As I was praying this morning, something popped into my head that I hadn’t really given much thought before. I mean, I’ve read things and heard leaders talk about this, but for some reason, today it made sense. If only I can make it sensible here…
How much do I have to work in order to see God move in people’s lives? My tendency is to give all that I can. Instead of watching TV now, I plan next month’s meeting. A few spare minutes before dinner gets finished…use it to check email. What ends up happening is that I don’t discipline my schedule at all. Work bleeds over into free-time and family time, and vice versa.

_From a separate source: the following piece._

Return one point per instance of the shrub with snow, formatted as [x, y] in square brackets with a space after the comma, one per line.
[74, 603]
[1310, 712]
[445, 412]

I think where I mess up is thinking that “living for God” is synonymous with “working for God.” As a staff person at The Journey, I have responsibilities and events and meetings. And, I want our church environments and programs and ministries to be excellent to reach people far from God, so I don’t mind giving a lot of time to the work of God. But, as I prayed this morning, it became very clear to me that this can be a very undisciplined way of living — and ungodly.
If I don’t spend enough time with my family and let them know that they are a priority in my life, will God bless the extra hours I’m giving to ministry work? If I steal time from my own leisure activities and rarely just sit and relax, will God’s movement be more visible in my life?
I don’t think so.
The real question running in my head this morning was this: Do I trust God to take my offering of my time and my resources and multiply it for the glory of His Kingdom?
Perhaps, I need to discipline my work schedule to include some gaps as well. I create gaps in my finances as I give. I step out in faith to give a certain percentage of my income to God (and even extra to Kidstuf this year), and I’m trusting God to meet me there in that gap.
Why don’t I do that with my time? Why don’t I set some clear boundaries and trust Him to meet me there in the gaps?